Menteri Energi dan Sumber Daya Mineral (ESDM) Bahlil Lahadalia mengungkapkan, pemerintah saat ini masih terus melakukan komunikasi diplomatik dengan otoritas terkait di Iran secara intens.
“Kita lagi sedang berkomunikasi terus ya,”kata Bahlil di Jakarta, dikutip Sabtu (11/4/2026).
Baca juga : Emas Antam Melejit Hari Ini
Meski begitu, Bahlil melihat adanya titik cerah seiring adanya gencatan senjata antara Amerika Serikat dan Iran selama dua minggu ke depan. Ia berharap situasi ini menjadi solusi agar kedua kapal bisa segera lewat.

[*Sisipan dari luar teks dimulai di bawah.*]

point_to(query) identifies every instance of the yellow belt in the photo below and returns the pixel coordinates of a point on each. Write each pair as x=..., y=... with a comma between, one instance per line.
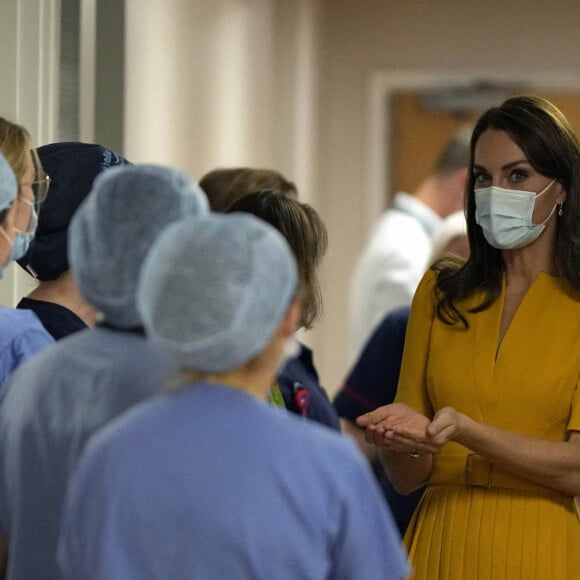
x=473, y=470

“Dengan redanya jeda dua minggu eskalasi timur tengah mudah-mudahan bisa selesai,” ujar Bahlil.
Sementara itu, Pjs Corporate Secretary PIS, Vega Pita, memastikan pihaknya terus berkoordinasi intensif dengan Kementerian Luar Negeri yang secara aktif menjalin komunikasi diplomatik.
“Bersama dengan Kemlu, PIS terus memantau perkembangan 24/7 dan membahas persiapan teknis agar kedua kapal dapat melintasi Selat Hormuz dengan aman,” ujar Vega.